Economists expressed optimism about Thailand’s prospects in 2018 with most predicting at least a 4 percent expansion this year as manufacturing production levels hit a record high, consumption was growing, startups were attracting funding, infrastructure projects have begun construction and investors were showing increasing interest in the Eastern Economic Corridor.

Confidence was most clear in the manufacturing sector, the most important contributor to economic growth. According to the Financial Times, at the end of 2017, production levels hit their highest point in the history of the Nikkei-Markit Thailand manufacturing survey. This was despite several months of contraction earlier in the year. “Bucking three months of contraction … output growth surged to a record high,” the paper reported.

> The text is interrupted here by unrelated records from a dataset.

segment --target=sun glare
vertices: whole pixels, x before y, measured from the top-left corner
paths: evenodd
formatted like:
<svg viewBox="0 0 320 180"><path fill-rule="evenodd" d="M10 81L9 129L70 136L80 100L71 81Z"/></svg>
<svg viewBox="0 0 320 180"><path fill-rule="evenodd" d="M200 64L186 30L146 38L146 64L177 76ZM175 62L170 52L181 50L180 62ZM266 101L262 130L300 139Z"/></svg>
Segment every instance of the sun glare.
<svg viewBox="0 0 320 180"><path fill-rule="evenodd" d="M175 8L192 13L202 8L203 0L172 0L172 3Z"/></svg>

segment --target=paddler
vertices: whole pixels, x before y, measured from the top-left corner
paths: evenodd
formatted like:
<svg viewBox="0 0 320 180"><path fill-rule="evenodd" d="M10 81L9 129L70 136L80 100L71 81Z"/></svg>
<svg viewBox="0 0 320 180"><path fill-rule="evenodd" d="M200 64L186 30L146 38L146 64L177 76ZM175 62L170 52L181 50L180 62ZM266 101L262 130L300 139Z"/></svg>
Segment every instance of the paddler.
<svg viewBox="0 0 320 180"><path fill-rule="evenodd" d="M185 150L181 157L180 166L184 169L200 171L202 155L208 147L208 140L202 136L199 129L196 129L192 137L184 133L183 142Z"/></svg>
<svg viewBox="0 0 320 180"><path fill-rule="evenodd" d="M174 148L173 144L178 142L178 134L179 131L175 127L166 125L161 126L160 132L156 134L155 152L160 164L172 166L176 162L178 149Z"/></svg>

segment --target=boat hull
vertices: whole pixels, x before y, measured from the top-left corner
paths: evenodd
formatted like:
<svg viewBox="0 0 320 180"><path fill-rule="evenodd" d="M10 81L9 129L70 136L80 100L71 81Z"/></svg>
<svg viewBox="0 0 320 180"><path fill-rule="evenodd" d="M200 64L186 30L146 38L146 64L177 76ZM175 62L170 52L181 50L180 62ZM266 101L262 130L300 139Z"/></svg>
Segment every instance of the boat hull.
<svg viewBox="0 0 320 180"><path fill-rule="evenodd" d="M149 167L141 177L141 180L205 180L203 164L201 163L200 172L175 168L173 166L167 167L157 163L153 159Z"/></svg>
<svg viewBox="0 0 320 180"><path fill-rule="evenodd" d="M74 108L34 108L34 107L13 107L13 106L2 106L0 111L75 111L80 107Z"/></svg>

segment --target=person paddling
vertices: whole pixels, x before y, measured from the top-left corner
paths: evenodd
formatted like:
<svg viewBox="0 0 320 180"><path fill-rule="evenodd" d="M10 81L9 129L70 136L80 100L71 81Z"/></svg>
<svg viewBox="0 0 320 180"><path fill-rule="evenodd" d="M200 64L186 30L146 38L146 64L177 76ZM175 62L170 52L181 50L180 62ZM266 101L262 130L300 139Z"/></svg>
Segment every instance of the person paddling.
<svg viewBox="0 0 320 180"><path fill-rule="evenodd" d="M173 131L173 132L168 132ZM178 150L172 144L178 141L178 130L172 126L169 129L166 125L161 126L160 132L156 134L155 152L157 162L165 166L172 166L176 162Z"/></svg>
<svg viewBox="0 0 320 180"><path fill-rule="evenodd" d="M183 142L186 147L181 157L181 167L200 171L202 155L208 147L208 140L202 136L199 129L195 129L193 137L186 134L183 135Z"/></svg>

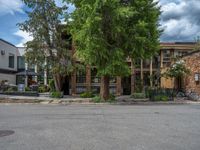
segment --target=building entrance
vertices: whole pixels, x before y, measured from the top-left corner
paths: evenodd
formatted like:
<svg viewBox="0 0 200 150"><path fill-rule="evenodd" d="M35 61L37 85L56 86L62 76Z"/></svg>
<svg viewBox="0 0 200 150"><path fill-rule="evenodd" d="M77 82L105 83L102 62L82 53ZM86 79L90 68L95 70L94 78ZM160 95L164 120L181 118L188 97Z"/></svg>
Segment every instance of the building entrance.
<svg viewBox="0 0 200 150"><path fill-rule="evenodd" d="M131 95L131 76L122 79L123 95Z"/></svg>
<svg viewBox="0 0 200 150"><path fill-rule="evenodd" d="M64 95L69 95L69 76L65 77L62 91L64 92Z"/></svg>

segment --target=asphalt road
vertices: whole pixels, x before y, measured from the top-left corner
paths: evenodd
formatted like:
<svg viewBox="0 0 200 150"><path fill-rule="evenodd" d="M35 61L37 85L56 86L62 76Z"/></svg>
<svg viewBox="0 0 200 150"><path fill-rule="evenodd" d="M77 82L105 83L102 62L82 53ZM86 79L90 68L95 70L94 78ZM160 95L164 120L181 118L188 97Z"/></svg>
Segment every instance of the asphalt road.
<svg viewBox="0 0 200 150"><path fill-rule="evenodd" d="M0 130L0 150L200 150L200 105L0 105Z"/></svg>

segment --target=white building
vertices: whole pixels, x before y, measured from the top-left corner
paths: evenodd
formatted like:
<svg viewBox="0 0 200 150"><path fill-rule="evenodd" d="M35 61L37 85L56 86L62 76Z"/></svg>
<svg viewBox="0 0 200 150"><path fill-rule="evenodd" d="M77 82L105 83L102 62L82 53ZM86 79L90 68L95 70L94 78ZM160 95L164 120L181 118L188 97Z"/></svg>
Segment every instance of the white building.
<svg viewBox="0 0 200 150"><path fill-rule="evenodd" d="M0 39L0 82L7 80L10 84L16 84L17 56L17 47Z"/></svg>

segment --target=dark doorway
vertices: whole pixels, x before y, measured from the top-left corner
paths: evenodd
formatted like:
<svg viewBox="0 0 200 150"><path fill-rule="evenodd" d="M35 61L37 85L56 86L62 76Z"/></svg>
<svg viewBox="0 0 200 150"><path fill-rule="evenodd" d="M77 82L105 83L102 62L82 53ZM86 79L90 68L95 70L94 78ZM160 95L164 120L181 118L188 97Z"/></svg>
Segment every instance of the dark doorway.
<svg viewBox="0 0 200 150"><path fill-rule="evenodd" d="M131 94L131 76L122 79L123 95Z"/></svg>
<svg viewBox="0 0 200 150"><path fill-rule="evenodd" d="M62 91L64 92L64 95L69 95L69 76L65 77Z"/></svg>
<svg viewBox="0 0 200 150"><path fill-rule="evenodd" d="M178 91L182 91L183 90L183 78L182 77L178 77L175 80L175 88Z"/></svg>

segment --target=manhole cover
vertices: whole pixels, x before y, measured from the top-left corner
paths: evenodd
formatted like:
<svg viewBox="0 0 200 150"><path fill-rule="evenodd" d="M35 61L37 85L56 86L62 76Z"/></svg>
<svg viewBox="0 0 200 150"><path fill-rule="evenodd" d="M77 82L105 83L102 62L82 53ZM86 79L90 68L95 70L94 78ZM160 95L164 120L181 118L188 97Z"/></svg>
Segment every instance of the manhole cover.
<svg viewBox="0 0 200 150"><path fill-rule="evenodd" d="M0 130L0 137L9 136L14 133L15 131L12 131L12 130Z"/></svg>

The increase in manufacturing output supports the trends of consumption picking up steam and exports growing at a faster-than-expected pace. Along with investment, those are the three most important pillars of the Thai economy.

Government Savings Bank President Chatchai Payuhanaveechai expressed the most bullish view of the Thai economy for 2018, telling reporters that his bank’s forecast for gross domestic product growth (GDP) this year is 4.6 percent. That is significantly higher than most other analysts’ predictions. Nonetheless, most banks, economists and other institutions are expecting that the Thai economy will grow by at least 4 percent in 2018, barring external disruptions or unforeseen factors.

The Ministry of Finance, for example, believes the economy will grow by at least 4.1 percent this year, which it has described as a conservative estimate because it leaves out investment in the Eastern Economic Corridor (EEC), the three-province advanced development zone east of Bangkok. The ministry, in fact, regards the EEC as the key to sustaining and improving Thailand’s economic growth over the coming decade.

“The EEC will be Thailand’s new engine to drive growth,” said Apisak Tantivorawong, the minister of finance. “Without the EEC, our glory will not be seen regardless of what we do in the next 10 years.”

Weak investment, especially domestic investment, is what some economists have said is the reason Thailand’s growth rate remains in the neighborhood of 4 percent, as opposed to 5 percent or higher. That higher figure would put it on a par with more rapidly growing regional economies that are less developed than Thailand.

Otherwise, most drivers of the economy are performing at or above expectations.

Tourism, a mainstay of the economy for three decades, is doing extremely well. The Kingdom set yet another record for tourist arrivals in 2017, as it welcomed its 35th million visitor for the year during the last week of December. Tourism accounts for roughly 10 percent of GDP.

Montree Sornpaisarn, chief executive at Maybank Kim Eng Securities Thailand told the Bangkok Post that Thailand’s economic recovery will continue to gain strength in 2018, propelled by growth in exports, private investment, manufacturing production, and a continuous recovery in private consumption.

While those are traditional drivers of the Thai economy, some new drivers are also getting support. The National Startup Committee announced last week that three state agencies will invest over $23 million in 35 startups in early 2018. The government’s startup support program has a budget of over $185 million.